Je me suis rendu aux États-Unis pendant l‘hiver 1872, afin de m‘assurer de l‘exécution de la loi qui supprime la monnaie convertible en argent. Je représente les intérêts des directeurs de la Banque d‘Angleterre. En 1873, l‘or est devenu l‘unique monnaie métallique. En réalité, abolir l’utilisation de la monnaie argent servait à assurer aux banquiers le contrôle absolu de la masse monétaire mondiale. En effet, suite à la découverte de nombreuses mines d’argent, la masse de ce métal en circulation devenait difficile à contrôler, contrairement à la production d’or, qui, dans le même temps, se raréfiait. En évinçant l’exploitation mondiale de l’argent, les banquiers conservaient l’hégémonie que leur conférait l’or. À partir de 1871, en Allemagne, au Royaume-Uni, aux Pays-Bas, en Autriche et dans les pays scandinaves, le métal argent fut supprimé en faveur de la monnaie-or, conduisant à une réduction drastique de la masse monétaire en circulation dans ces pays, et provoquant la Longue Dépression, l’une des périodes de récession économique les plus graves en Europe et qui dura plus de vingt ans (1873-1896).

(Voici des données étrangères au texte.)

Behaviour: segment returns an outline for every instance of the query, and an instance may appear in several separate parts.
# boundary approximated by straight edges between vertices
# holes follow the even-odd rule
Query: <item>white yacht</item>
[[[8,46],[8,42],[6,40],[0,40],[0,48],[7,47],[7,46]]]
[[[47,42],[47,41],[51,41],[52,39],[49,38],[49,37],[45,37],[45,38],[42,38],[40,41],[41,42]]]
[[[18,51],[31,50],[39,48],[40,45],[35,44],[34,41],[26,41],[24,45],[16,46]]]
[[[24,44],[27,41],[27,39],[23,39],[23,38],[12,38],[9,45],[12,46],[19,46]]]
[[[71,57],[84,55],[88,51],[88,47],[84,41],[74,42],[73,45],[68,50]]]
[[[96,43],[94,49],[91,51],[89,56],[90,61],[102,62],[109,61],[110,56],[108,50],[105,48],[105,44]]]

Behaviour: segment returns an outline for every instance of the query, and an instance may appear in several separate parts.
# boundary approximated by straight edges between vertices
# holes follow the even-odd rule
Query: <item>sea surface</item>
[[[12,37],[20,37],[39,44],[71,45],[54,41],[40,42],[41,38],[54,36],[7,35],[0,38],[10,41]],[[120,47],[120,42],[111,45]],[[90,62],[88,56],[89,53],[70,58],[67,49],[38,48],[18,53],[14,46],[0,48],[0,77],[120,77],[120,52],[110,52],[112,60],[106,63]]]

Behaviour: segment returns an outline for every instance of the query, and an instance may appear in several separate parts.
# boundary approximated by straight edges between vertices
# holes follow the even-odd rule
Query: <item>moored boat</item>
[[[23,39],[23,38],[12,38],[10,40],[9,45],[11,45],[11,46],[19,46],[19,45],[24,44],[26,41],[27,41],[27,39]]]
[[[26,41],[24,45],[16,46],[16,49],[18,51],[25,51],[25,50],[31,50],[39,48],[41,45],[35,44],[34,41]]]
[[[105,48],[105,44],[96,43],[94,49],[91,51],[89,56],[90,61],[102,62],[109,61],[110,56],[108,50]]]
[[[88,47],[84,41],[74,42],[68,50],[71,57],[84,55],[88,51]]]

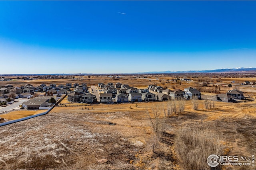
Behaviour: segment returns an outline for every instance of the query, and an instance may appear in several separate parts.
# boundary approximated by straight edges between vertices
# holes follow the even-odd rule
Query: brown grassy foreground
[[[207,141],[216,142],[226,154],[255,154],[256,102],[216,102],[214,108],[206,109],[200,101],[196,111],[192,102],[186,101],[182,113],[164,117],[161,112],[166,133],[155,153],[150,147],[154,133],[145,108],[150,112],[152,106],[161,108],[166,102],[138,104],[138,107],[135,104],[100,104],[89,106],[89,110],[56,107],[47,115],[0,127],[0,169],[210,169],[204,162],[208,152],[204,148],[210,146]],[[197,151],[187,145],[181,147],[190,141],[190,136],[202,143],[194,143]],[[190,153],[195,162],[204,151],[206,154],[195,162],[184,163],[182,160],[182,154]],[[104,158],[108,161],[97,162]]]

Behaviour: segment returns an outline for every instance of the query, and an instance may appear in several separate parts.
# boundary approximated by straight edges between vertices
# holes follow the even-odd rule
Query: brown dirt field
[[[151,77],[155,78],[157,76]],[[196,82],[182,82],[180,86],[165,81],[150,82],[132,77],[119,80],[107,77],[84,78],[82,80],[40,80],[26,81],[26,83],[39,85],[54,82],[58,85],[71,81],[72,83],[86,82],[90,86],[100,82],[120,82],[140,88],[154,84],[166,86],[171,89],[174,86],[175,88],[182,90],[197,85]],[[242,78],[221,79],[227,83],[231,79],[252,81],[254,78]],[[22,81],[18,82],[26,84]],[[251,88],[243,88],[246,95],[256,94]],[[229,89],[222,87],[221,92]],[[64,99],[62,103],[66,102],[69,102]],[[174,148],[175,143],[173,142],[176,132],[184,127],[210,130],[219,134],[226,155],[255,154],[256,102],[238,104],[215,102],[214,108],[207,109],[204,107],[203,100],[199,101],[198,110],[193,109],[192,101],[186,101],[184,111],[182,113],[165,117],[161,111],[160,117],[168,135],[162,134],[161,139],[164,140],[162,140],[160,147],[157,149],[160,154],[153,154],[148,141],[154,132],[146,117],[145,109],[148,108],[152,115],[151,107],[158,106],[166,109],[166,103],[138,103],[137,107],[135,104],[100,104],[86,106],[89,110],[85,109],[84,104],[68,107],[77,104],[70,104],[67,107],[56,107],[45,115],[0,127],[0,169],[182,169],[179,165]],[[104,158],[108,162],[102,164],[97,162]],[[254,169],[251,166],[222,166],[220,168]]]
[[[216,102],[215,108],[206,109],[200,101],[197,111],[191,102],[186,101],[182,113],[164,118],[162,112],[165,131],[175,134],[184,127],[211,129],[222,135],[228,154],[255,154],[256,102]],[[150,111],[166,103],[93,105],[90,110],[58,107],[45,115],[0,127],[0,169],[182,169],[172,145],[162,143],[158,149],[165,156],[155,156],[146,141],[153,131],[145,108]],[[103,158],[108,161],[97,162]]]
[[[19,110],[18,111],[11,111],[8,113],[2,114],[0,117],[8,120],[15,120],[44,112],[46,111],[46,110],[38,110],[36,111]]]

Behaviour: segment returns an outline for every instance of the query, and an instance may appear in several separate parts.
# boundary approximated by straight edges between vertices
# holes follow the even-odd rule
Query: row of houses
[[[71,83],[66,83],[66,85],[60,84],[58,86],[55,84],[50,84],[46,86],[44,84],[40,86],[34,86],[27,84],[20,87],[15,87],[11,84],[1,86],[0,88],[0,98],[7,98],[11,94],[15,95],[15,98],[25,98],[30,96],[35,92],[45,92],[50,94],[66,94],[70,90],[71,87],[75,87],[75,90],[85,92],[87,90],[87,84],[83,83],[79,85],[75,83],[72,86]]]
[[[203,98],[220,102],[235,102],[244,99],[244,96],[243,92],[234,89],[228,90],[226,93],[218,94],[214,96],[205,96]]]
[[[184,98],[190,99],[196,97],[198,99],[201,98],[201,93],[194,88],[187,88],[184,89],[184,91],[180,89],[171,90],[160,86],[150,85],[148,88],[138,89],[128,84],[122,84],[120,83],[116,84],[116,86],[117,84],[120,85],[119,86],[120,89],[117,89],[111,83],[106,85],[99,83],[98,87],[103,88],[103,90],[105,90],[105,93],[100,94],[101,103],[166,101]]]
[[[28,102],[25,102],[22,104],[22,107],[28,109],[46,109],[52,105],[49,101],[51,98],[57,100],[56,96],[43,96],[30,99]]]

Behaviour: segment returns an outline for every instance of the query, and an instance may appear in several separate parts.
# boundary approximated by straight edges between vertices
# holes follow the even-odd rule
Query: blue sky
[[[0,74],[256,67],[255,9],[255,1],[0,1]]]

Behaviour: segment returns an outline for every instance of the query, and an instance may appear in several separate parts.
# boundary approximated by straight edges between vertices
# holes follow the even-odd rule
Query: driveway
[[[6,107],[0,107],[0,113],[2,112],[5,112],[5,111],[8,111],[8,110],[12,110],[13,109],[18,109],[20,105],[22,105],[22,103],[24,102],[28,101],[30,99],[27,98],[18,98],[15,99],[16,101],[18,101],[19,102],[14,102],[12,104],[10,104]],[[16,108],[17,107],[17,108]]]
[[[97,101],[100,102],[100,94],[99,94],[99,91],[96,91],[96,90],[98,90],[98,88],[95,86],[91,86],[91,89],[92,90],[92,94],[96,96],[96,98],[97,98]]]

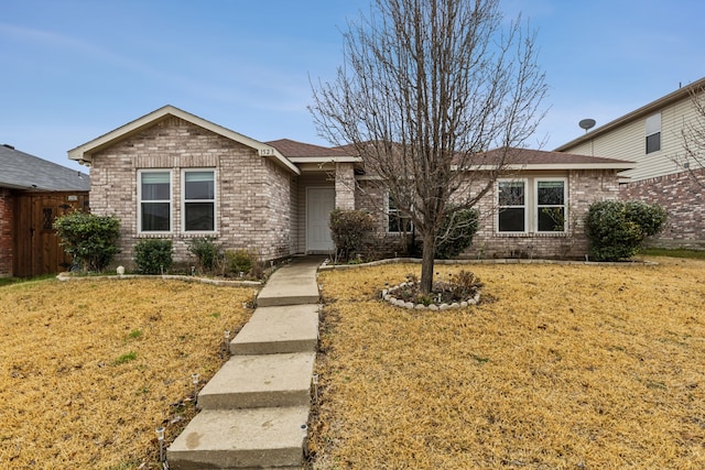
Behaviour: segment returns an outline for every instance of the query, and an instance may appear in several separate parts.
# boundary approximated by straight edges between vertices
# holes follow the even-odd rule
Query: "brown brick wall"
[[[181,229],[181,171],[216,170],[216,233],[225,249],[253,249],[263,260],[285,256],[291,247],[291,181],[271,159],[175,117],[94,155],[90,207],[121,220],[118,261],[130,265],[132,248],[143,237],[171,238],[174,260],[192,262],[187,240],[209,234]],[[172,171],[172,233],[138,234],[137,174],[141,168]]]
[[[648,244],[705,249],[705,170],[695,174],[699,184],[692,176],[683,172],[621,185],[623,200],[658,204],[669,215],[664,231]]]
[[[498,234],[496,231],[496,195],[489,192],[484,196],[477,208],[480,211],[480,223],[473,245],[463,258],[545,258],[575,259],[584,258],[587,253],[587,238],[585,236],[584,217],[590,204],[598,200],[618,199],[619,185],[615,172],[611,171],[581,171],[553,174],[528,174],[528,176],[563,176],[568,179],[568,220],[567,233],[525,233]],[[482,185],[475,182],[471,187]],[[379,233],[378,251],[386,254],[399,255],[403,252],[403,240],[398,234],[384,232],[387,219],[382,211],[384,207],[384,192],[372,182],[359,182],[357,192],[357,209],[372,214],[377,221]]]
[[[0,188],[0,277],[12,276],[14,250],[14,198],[8,188]]]

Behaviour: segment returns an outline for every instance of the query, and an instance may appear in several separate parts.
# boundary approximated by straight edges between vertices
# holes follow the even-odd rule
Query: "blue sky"
[[[66,151],[164,105],[260,141],[326,145],[306,106],[369,0],[2,0],[0,143]],[[702,0],[505,0],[538,30],[551,150],[705,76]],[[608,156],[608,155],[605,155]]]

Aux États-Unis, les projets de loi sur l’austérité et la frappe de monnaie déclenchèrent directement la récession économique des années 1873-1879. En trois ans, le taux de chômage atteignit 30 %, et les Américains réclamèrent le retour à l’ère des billets verts de Lincoln et du métal argent. Le peuple prit l’initiative de mettre en place la Commission de l’argent des États-Unis et le Greenback

Party, afin de promouvoir le retour au système argent et or. De nouveau, la « monnaie Lincoln » était plébiscitée. Un rapport de la Commission de l’argent disait : L‘âge des ténèbres résulte de la pénurie de monnaie et de la baisse des prix. Sans argent, il n‘y a point de civilisation. Si la masse monétaire décroît, la civilisation ne peut que disparaître. Sous Rome, à l‘ère chrétienne, la masse monétaire métallique en circulation de l‘Empire était équivalente à 1,8 milliard de dollars, et à la fin du XVe siècle, il ne restait en Europe que l‘équivalent de 200 millions de dollars. L‘histoire montre qu‘aucun changement catastrophique ne peut être comparé à l‘Empire romain lorsqu‘il est tombé dans l‘âge des ténèbres. Des propos qui contrastent, de manière frappante, avec ceux de l’Association des banquiers américains (The American Bankers Association) dans une lettre distribuée à tous ses membres : Il est recommandé de faire tout ce qui est en votre pouvoir pour soutenir les quotidiens et les hebdomadaires de premier plan, en particulier la presse agricole et religieuse, qui s‘opposeront à l‘émission des billets verts. Et vous suspendrez également tout soutien financier à tous les demandeurs qui ne seront pas prêts à s‘opposer à l‘émission monétaire par le gouvernement. Abroger la Loi permettant de créer les billets de banque ou remettre en circulation l‘émission monétaire du

gouvernement reviendra à fournir au peuple de l‘argent et affectera par conséquent sérieusement nos profits en tant que banquiers et prêteurs. Voyez votre parlementaire immédiatement et engagez-le à soutenir nos intérêts afin que nous puissions contrôler la législation. {78} En 1881, James Garfield, le vingtième président des États-Unis, arrive au pouvoir en pleine crise économique. Il comprend clairement le cœur du problème : Dans n‘importe quel pays, celui qui contrôle la masse monétaire est le maître absolu de l‘industrie et du commerce. Si vous comprenez que ce système est ainsi très facilement contrôlé par une poignée de personnes, alors vous n‘avez pas besoin que quelqu‘un d‘autre vous explique les causes de l‘inflation et du resserrement (monétaire). Quelques semaines seulement après avoir prononcé ces mots, le 2 juillet 1881, le président Garfield était victime d’un assassinat perpétré par Charles Guiteau, un autre « malade mental ». Il succombe aux deux coups de feu, le 19 septembre. Tout au long du XIXe siècle, les banquiers internationaux « ont remplacé le saint pouvoir royal par le pouvoir de l’or saint », avec succès. Aux États-Unis, « le pouvoir de l’or saint a également progressivement désintégré les droits civiques sacrés ». Dans leur lutte acharnée qui dura plus de cent ans contre le gouvernement démocratique américain, les banquiers

internationaux ont fini par l’emporter, malgré les nombreuses résistances. Lorsque les banquiers ont brandi fièrement la « Loi bancaire nationale », en 1863, ils n’étaient alors plus qu’à quelques encablures d’atteindre leur objectif ultime : établir aux États-Unis une banque en tous points semblable à la Banque d’Angleterre. Une banque centrale privée qui pourrait contrôler complètement la création monétaire…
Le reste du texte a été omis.